- At the current pace of research and development, global oil will run out 90 years before replacement technologies are ready, says a new UC Davis study.
- The study claims that current renewable-fuel targets are not ambitious enough to prevent harm to society, economic development and natural ecosystems.
At the current pace of research and development, global oil will run out 90 years before replacement technologies are ready, says a new UC Davis study based on stock market expectations.
The forecast was published online Nov. 8 in the journal Environmental Science & Technology. It is based on the theory that long-term investors are good predictors of whether and when new energy technologies will become commonplace.
“Our results suggest it will take a long time before renewable replacement fuels can be self-sustaining, at least from a market perspective," said study author Debbie Niemeier, a UC Davis professor of civil and environmental engineering.
Niemeier and co-author Nataliya Malyshkina, a UC Davis postdoctoral researcher, set out to create a new tool that would help policymakers set realistic targets for environmental sustainability and evaluate the progress made toward those goals.
Two key elements of the new theory are market capitalizations (based on stock share prices) and dividends of publicly owned oil companies and alternative-energy companies.

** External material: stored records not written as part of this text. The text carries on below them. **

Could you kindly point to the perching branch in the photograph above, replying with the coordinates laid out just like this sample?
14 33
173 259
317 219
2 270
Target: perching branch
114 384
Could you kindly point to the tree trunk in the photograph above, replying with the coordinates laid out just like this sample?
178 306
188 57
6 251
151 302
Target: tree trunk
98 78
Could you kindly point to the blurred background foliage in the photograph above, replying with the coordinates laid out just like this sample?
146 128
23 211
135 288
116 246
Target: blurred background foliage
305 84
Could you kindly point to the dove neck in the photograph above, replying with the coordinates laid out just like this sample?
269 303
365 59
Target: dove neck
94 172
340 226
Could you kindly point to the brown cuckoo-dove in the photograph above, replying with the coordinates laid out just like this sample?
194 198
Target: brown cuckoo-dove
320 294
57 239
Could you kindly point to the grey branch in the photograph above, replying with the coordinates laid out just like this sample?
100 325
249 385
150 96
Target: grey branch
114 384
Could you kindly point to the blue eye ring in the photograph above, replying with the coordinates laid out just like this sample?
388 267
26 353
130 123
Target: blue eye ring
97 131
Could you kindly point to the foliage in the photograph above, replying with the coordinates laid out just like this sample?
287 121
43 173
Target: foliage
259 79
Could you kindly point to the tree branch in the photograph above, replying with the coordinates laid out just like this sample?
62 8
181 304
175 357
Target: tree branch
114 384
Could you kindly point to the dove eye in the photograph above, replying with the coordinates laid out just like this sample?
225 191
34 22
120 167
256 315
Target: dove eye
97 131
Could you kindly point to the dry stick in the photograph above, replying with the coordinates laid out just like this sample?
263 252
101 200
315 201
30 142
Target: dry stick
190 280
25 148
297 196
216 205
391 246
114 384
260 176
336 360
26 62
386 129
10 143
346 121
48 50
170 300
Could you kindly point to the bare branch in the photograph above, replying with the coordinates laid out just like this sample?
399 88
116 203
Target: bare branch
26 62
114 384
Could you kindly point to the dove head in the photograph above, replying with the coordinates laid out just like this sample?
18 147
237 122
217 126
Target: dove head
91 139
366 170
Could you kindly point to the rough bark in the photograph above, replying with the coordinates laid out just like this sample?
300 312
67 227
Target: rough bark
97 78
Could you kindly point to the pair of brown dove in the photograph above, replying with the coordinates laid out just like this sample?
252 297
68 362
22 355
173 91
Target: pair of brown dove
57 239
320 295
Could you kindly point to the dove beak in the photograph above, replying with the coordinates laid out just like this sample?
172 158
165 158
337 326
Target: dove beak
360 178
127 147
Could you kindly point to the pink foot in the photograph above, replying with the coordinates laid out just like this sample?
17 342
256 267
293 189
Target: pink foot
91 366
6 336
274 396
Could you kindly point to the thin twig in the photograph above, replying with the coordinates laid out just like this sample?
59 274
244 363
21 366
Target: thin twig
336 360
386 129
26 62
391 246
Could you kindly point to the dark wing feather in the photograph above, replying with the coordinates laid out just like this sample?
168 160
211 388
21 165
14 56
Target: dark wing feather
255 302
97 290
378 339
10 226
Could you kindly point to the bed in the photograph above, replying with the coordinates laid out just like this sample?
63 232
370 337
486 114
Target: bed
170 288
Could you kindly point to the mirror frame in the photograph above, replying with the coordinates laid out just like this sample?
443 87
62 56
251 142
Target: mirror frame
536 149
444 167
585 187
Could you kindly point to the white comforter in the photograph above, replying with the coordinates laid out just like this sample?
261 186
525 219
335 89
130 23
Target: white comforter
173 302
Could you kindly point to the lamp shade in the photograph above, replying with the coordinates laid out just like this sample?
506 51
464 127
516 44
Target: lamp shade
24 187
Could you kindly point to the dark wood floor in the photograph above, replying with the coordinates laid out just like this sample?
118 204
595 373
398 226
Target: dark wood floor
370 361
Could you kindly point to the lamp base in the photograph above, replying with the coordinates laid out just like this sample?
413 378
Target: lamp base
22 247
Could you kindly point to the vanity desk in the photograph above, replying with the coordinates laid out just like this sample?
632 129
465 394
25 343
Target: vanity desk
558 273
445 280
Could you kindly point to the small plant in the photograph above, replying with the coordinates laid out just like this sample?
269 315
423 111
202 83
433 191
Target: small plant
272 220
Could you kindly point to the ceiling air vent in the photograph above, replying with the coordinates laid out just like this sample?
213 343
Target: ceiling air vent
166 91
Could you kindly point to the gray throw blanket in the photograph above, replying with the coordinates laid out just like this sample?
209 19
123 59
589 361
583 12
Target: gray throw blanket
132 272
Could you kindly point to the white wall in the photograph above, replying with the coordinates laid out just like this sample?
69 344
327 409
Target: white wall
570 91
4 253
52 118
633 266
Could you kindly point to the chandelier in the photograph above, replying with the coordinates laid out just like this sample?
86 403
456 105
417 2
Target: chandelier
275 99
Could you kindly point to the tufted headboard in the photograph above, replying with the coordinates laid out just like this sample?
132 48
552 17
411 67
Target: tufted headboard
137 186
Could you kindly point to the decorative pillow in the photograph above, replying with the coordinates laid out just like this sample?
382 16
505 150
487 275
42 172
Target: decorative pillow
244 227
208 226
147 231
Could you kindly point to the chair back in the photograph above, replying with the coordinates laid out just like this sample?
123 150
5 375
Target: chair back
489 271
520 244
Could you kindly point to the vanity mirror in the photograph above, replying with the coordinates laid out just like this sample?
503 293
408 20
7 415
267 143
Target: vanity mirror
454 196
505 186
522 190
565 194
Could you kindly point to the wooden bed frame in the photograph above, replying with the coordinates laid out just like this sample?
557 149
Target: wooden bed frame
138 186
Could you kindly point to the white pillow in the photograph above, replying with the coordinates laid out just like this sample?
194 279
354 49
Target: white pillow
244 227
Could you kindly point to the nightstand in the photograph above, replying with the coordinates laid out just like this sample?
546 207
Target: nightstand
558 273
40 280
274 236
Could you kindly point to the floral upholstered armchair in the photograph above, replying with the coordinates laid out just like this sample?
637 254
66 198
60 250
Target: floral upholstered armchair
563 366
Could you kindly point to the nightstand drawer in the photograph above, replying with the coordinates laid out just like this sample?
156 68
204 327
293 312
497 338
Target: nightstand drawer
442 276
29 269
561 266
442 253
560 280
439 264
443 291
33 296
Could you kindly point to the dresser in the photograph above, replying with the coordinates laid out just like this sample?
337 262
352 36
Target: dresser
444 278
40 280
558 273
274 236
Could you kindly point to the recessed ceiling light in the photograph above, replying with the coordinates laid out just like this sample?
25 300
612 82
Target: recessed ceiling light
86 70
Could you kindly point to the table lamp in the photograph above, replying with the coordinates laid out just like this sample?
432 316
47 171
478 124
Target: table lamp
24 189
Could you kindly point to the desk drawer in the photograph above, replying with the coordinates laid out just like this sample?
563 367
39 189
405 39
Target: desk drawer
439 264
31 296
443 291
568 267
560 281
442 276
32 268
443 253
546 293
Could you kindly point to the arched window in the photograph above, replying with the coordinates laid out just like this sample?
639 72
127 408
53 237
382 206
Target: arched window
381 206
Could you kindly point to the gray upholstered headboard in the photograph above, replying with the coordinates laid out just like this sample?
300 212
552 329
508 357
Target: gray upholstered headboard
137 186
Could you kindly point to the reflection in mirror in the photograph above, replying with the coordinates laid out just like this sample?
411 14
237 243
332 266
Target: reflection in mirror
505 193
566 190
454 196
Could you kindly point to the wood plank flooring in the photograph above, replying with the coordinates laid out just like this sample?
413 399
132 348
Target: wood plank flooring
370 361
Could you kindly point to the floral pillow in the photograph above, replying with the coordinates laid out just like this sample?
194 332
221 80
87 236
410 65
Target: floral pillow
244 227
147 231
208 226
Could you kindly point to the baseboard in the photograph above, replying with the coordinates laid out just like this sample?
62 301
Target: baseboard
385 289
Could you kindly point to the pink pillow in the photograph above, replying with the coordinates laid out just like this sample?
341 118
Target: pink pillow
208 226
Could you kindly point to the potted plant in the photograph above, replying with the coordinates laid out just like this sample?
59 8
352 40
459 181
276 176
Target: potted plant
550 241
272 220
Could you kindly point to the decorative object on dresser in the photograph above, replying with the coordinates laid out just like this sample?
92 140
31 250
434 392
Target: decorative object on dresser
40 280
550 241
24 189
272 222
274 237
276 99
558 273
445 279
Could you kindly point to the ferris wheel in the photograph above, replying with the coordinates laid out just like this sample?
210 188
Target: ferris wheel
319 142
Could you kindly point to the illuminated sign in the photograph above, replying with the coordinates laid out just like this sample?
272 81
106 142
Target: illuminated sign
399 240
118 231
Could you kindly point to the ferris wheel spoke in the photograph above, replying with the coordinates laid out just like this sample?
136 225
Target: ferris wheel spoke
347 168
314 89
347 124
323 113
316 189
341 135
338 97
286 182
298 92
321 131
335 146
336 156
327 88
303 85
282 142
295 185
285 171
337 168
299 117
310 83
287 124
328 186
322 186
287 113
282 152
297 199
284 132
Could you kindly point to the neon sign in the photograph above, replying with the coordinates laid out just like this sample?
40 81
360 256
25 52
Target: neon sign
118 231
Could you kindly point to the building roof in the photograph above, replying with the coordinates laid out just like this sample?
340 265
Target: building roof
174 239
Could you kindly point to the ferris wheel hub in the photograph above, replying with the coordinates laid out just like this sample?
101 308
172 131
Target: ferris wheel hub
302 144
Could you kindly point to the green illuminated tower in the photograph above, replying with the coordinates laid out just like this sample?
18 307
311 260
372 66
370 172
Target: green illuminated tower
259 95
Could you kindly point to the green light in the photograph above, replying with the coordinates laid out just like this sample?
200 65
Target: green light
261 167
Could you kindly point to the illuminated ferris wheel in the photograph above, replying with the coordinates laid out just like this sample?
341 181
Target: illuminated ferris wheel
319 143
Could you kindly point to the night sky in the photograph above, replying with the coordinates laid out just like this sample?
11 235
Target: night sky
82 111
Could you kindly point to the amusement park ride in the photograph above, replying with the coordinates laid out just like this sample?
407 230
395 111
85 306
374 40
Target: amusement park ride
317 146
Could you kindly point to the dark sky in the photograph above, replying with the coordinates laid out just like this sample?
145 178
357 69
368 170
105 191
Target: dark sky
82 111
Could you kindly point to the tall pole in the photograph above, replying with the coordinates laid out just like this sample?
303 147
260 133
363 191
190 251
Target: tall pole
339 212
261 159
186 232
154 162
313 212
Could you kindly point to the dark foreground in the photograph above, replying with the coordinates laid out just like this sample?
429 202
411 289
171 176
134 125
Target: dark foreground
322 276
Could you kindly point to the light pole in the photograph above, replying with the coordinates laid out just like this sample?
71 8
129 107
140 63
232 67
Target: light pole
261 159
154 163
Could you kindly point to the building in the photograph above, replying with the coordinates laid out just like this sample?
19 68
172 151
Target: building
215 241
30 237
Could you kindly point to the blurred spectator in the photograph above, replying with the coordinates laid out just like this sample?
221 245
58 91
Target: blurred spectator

Other analysts have previously used similar equations to predict events in finance, politics and sports.
“Sophisticated investors tend to put considerable effort into collecting, processing and understanding information relevant to the future cash flows paid by securities," said Malyshkina. "As a result, market forecasts of future events, representing consensus predictions of a large number of investors, tend to be relatively accurate.”
Niemeier said the new study's findings are a warning that current renewable-fuel targets are not ambitious enough to prevent harm to society, economic development and natural ecosystems.
“We need stronger policy impetus to push the development of these alternative replacement technologies along,” she said.